Sin embargo, todavía tienen un enorme poder heredado de normativas rubricadas en plena Transición y que, cuarenta años después, mantienen artículos que carecen de sentido. En la Administración, se perpetúan puestos de trabajo sin cometido suficiente como para ocupar una jornada laboral. De ahí que en algunos pasillos todavía se vea a algún funcionario leyendo tranquilamente el periódico. La digitalización que tanto ha afectado a la empresa privada y, por ende, a sus trabajadores, ha pasado de largo por muchos empleados públicos que, amparándose en esas caducas normativas y en la fuerza del sindicato de turno, se mantienen en puestos sin función a desarrollar.

Ningún partido político se atreve a poner orden en este desbarajuste. Temen la reacción sindical y piensan en los votos que perderán si se arremangan y se deciden a entrar de lleno en esta fiesta que estamos pagando todos los contribuyentes año tras año.

La influencia de los sindicatos es mayor cuanto menor sea el colectivo que representan. Recordarán el primer estado de alarma, que se vio obligado a decretar Zapatero hace algo más de una década porque los controladores aéreos se negaron a trabajar instigados por su Unión Sindical. El caos aeroportuario que montaron en vísperas del puente de la Constitución hizo que el pobre Bambi los convirtiera de la noche a la mañana en militares -y, por supuesto, supeditados a las leyes penales y disciplinarias castrenses- para que regresaran a sus puestos y se resolviera una desesperada situación.

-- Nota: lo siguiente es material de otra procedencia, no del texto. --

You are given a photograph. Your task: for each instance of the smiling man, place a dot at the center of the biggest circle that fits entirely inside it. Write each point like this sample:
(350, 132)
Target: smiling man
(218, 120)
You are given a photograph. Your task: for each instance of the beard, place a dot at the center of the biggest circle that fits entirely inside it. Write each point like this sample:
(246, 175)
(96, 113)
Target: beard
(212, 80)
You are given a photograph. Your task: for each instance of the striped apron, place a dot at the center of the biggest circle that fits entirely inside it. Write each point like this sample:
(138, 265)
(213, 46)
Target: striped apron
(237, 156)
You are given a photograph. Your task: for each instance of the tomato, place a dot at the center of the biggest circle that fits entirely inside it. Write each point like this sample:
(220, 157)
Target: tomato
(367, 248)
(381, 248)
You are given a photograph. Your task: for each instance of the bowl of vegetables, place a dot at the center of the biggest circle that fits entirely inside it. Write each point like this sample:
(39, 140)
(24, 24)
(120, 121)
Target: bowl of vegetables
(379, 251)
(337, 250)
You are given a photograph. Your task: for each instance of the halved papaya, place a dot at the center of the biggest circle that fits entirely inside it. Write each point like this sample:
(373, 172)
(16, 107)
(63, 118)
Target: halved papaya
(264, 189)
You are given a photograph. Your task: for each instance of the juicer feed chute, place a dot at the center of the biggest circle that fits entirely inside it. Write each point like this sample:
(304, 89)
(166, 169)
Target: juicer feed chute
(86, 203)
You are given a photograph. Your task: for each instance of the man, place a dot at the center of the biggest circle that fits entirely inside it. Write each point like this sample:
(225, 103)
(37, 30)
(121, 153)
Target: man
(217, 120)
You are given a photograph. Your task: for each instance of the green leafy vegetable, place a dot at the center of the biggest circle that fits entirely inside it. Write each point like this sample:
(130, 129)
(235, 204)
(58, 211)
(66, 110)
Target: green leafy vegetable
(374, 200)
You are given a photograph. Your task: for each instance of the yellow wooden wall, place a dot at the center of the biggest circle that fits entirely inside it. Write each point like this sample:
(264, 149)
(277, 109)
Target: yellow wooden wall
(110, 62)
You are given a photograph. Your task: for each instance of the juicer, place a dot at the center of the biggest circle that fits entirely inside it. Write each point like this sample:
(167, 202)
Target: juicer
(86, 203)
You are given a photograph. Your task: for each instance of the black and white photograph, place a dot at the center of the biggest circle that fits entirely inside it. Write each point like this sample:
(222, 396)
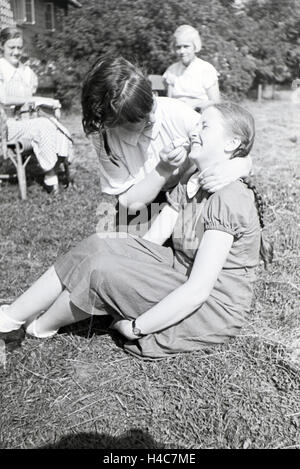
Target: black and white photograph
(149, 227)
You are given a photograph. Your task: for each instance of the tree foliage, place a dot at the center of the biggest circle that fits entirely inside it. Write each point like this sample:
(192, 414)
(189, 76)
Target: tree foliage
(257, 41)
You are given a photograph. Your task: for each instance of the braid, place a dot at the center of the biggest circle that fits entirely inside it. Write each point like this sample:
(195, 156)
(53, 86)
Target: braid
(266, 248)
(259, 202)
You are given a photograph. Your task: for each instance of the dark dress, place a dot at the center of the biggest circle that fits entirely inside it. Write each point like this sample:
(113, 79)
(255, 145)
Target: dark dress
(124, 276)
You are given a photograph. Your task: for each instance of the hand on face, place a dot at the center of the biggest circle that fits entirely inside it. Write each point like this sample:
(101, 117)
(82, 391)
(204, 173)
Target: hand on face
(175, 154)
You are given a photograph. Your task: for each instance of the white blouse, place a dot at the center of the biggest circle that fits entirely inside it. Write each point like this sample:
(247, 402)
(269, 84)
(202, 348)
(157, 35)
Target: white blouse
(134, 155)
(16, 81)
(191, 82)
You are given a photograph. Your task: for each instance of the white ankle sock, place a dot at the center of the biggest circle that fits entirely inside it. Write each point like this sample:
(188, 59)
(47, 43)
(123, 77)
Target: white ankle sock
(51, 180)
(32, 329)
(8, 324)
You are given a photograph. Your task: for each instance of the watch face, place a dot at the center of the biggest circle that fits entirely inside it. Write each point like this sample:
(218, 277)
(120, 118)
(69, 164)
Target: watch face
(137, 331)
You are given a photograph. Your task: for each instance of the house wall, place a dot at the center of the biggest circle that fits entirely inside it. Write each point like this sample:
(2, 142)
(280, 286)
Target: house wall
(39, 27)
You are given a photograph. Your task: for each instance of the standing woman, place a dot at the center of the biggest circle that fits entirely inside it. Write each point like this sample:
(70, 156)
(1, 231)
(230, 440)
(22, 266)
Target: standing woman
(191, 79)
(18, 83)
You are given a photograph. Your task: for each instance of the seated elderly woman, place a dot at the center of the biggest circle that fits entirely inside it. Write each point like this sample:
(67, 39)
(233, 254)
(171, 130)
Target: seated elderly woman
(18, 83)
(191, 79)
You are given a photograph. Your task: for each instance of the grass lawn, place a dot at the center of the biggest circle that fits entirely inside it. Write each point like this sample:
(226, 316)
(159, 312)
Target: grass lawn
(80, 390)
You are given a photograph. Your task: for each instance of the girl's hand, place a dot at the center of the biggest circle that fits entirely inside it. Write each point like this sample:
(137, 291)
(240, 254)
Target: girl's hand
(170, 79)
(124, 327)
(174, 155)
(220, 175)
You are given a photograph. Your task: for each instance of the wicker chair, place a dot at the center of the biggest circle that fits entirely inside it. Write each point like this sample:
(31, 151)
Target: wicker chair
(16, 151)
(20, 152)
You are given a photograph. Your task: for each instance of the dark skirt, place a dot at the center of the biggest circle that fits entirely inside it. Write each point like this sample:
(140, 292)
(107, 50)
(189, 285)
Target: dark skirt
(125, 276)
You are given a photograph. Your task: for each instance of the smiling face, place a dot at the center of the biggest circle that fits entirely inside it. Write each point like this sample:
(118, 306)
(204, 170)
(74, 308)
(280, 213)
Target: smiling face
(12, 51)
(185, 49)
(217, 142)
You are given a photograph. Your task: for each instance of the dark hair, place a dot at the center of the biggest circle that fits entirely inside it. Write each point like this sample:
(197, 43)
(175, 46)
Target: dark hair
(114, 92)
(241, 123)
(9, 33)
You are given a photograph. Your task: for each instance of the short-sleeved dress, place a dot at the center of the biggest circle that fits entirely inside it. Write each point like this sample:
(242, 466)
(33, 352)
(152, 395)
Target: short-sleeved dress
(124, 276)
(135, 154)
(191, 83)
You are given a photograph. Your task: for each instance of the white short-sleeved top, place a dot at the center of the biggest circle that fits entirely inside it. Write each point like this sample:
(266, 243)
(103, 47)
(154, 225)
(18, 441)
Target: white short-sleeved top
(134, 155)
(193, 81)
(17, 81)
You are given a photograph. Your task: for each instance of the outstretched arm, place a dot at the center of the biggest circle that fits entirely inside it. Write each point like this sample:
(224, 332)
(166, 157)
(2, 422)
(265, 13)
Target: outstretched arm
(143, 192)
(163, 226)
(186, 299)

Ahora, les ha tocado el turno a los maquinistas de Renfe. Pues bien, los tíos han conseguido hasta que la propia compañía recomiende a los usuarios que no utilicen el tren. No es broma. El incumplimiento de los servicios mínimos en la huelga dejó el servicio de Cercanías de las grandes ciudades inutilizable. Es más, el Sindicato de Maquinistas, que preside el salmantino Juan Jesús Fraile, ha logrado también, aunque no estuviera entre sus prioridades, que Renfe prometa devolver las frecuencias de los trenes que comunicaban Salamanca con Madrid, eliminadas por la pandemia, antes del mes de junio del año que viene. Las insistentes reclamaciones de la Junta de Castilla y León, la Diputación y el Ayuntamiento de Salamanca solo causaban hilaridad en el Gobierno. Tuvo que venir un sindicato a arreglar la situación. País de traca.